Was für ein Märchen! Was für eine Magie! Was für ein seltsamer Zauber! Was für eine aufregende Poesie! Was für eine einzigartige visuelle Phantasie! Was für eine herrlich-urige, originelle Animationsumsetzung! Was für ein wunder-wunderschöner Einfallsreichtum! Was für unglaublich tolle Gedanken! Was für eine faszinierende, spannende neue Animationswelt! Was für ein grandioses Film-Erlebnis!!! In dem Kindsein zunächst keineswegs „Freude“ bedeutet/vermittelt, ganz im Gegenteil. Man mußte umziehen, die fremde Umgebung, ohne die bisherigen „dicken“ Freunde/Innen, die „nervenden“ neuen Leute in der Nachbarschaft, die gestreßten Eltern, die weder Zeit noch Lust haben, sich „richtig“ um die Belange ihrer cleveren Tochter zu kümmern.

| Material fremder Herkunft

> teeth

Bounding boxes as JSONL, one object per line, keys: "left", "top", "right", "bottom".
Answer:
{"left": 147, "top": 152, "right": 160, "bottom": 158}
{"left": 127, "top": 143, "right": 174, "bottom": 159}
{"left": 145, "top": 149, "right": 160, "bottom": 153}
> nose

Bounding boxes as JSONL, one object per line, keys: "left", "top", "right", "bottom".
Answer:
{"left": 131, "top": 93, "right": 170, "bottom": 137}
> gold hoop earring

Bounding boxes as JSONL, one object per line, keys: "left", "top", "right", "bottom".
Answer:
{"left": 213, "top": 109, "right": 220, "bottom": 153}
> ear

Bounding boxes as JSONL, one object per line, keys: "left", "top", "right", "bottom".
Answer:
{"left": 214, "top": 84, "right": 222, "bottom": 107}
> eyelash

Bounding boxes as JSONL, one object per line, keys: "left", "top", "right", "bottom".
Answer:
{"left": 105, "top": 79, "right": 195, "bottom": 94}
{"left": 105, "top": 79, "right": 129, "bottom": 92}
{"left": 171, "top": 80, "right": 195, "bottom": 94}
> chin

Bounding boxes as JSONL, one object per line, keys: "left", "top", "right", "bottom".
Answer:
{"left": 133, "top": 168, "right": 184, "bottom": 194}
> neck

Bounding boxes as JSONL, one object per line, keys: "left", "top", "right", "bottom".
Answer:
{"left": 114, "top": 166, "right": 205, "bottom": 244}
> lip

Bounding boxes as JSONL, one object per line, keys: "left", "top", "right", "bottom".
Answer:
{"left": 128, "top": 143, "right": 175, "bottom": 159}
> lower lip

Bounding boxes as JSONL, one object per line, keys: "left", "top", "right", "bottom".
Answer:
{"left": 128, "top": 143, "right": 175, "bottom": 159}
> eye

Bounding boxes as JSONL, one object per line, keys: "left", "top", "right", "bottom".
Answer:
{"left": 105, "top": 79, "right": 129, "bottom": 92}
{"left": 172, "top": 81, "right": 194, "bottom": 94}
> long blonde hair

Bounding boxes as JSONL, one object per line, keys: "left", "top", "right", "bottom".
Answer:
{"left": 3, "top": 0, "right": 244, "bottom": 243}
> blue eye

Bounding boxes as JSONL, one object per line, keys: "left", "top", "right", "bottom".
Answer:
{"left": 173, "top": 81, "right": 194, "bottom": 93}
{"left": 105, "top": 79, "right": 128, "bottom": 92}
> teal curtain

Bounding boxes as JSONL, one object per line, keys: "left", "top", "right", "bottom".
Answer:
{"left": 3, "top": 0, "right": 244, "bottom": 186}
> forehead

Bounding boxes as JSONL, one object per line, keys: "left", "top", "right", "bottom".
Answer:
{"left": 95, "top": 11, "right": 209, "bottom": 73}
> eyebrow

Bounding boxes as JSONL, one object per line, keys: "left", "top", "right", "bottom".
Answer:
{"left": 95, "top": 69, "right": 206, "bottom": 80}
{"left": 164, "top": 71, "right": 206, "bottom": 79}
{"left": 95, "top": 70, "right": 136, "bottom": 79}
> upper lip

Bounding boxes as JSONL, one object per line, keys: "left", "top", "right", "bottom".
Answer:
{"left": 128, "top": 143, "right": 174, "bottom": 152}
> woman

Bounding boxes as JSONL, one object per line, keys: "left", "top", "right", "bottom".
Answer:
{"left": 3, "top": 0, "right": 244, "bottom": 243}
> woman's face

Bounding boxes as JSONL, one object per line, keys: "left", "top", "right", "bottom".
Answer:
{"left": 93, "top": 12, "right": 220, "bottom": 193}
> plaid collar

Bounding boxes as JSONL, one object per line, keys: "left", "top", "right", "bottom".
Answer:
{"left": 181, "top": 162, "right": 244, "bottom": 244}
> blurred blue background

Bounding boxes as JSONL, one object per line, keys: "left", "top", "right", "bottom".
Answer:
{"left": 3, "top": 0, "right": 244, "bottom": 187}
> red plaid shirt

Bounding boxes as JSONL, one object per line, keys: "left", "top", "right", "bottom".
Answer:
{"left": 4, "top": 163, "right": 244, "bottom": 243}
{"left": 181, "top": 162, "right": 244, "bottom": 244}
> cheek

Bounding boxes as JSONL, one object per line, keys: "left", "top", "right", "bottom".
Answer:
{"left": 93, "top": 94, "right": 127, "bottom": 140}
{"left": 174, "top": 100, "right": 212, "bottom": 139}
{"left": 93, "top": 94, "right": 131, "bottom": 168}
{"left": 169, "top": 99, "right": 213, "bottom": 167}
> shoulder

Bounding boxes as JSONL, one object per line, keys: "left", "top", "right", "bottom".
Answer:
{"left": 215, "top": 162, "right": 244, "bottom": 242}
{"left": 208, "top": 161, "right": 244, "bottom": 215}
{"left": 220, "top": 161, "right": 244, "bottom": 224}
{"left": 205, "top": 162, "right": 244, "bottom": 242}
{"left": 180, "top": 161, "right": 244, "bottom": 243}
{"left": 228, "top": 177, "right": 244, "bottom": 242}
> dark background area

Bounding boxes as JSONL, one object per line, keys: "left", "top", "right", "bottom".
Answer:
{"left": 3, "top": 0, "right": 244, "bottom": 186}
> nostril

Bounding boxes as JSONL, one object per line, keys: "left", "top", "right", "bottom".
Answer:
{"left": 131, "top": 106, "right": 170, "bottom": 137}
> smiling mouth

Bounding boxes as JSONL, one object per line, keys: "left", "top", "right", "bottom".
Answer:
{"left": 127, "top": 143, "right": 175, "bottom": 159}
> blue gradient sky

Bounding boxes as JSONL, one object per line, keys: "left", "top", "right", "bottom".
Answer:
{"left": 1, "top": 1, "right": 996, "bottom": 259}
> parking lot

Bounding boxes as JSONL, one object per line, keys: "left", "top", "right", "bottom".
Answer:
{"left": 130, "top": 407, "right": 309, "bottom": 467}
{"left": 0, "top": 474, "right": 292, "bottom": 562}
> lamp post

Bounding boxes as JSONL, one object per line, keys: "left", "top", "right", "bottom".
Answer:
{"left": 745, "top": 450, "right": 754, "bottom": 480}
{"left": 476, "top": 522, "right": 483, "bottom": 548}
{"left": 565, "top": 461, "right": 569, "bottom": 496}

Also schafft/verschafft sich diese eine vermeintlich viel, viel schönere und bessere „neue Welt“. Eine scheinbar ganz und gar HEIILE Welt. Wo sich alles nur UM SIE und ihre Bedürfnisse dreht. Doch natürlich besitzt gerade „dieser private Kosmos“ schlimme blendende Haken. Weil, wie bei „Alice im Wunderland“, Schönes und Schreckliches so nah beieinanderliegen.
In diesem „Film für mutige Mädchen“, wie der Verleih seinen Schatz nennt, darf sich die Phantasie um das schmerzhafte Erwachsen-Werden eines „flotten Kindes“ grenzenlos-üppig austoben. Nochmal: Die animierte Visualität und die Einfälle sind hier unglaublich, und der Spannungsspaß ist ausufernd wie enorm. Ein faszinierendes neues Spektakel von Henry Selick; mit herrlich-skurrilen Geschöpfen und auch einer stimmigen, stimmungsvollen Sound-Kulisse von BRUNO COULAIS, dessen Soundtrack zum französischen Meisterwerk „Die Kinder des Monsieur Mathieu“ (2005) unvergessen ist. Die FSK hat den Film ab 6 Jahren freigegeben, und die Bewertungsstelle hat ihn mit dem Prädikat „besonders wertvoll“ versehen. „Coraline“ ist ein faszinierendes modernes „Grimm“-Märchen, aufregend balancierend zwischen Schauer und Schönem, zwischen Grusel und Happy, als unsentimentales Plädoyer für eine lieber „unfertige“ als „täuschende“ eigene Realwelt. Keine Frage, „Coraline“ wird unweigerlich ein Animations-KLASSIKER!!!!! (= 5 PÖNIs).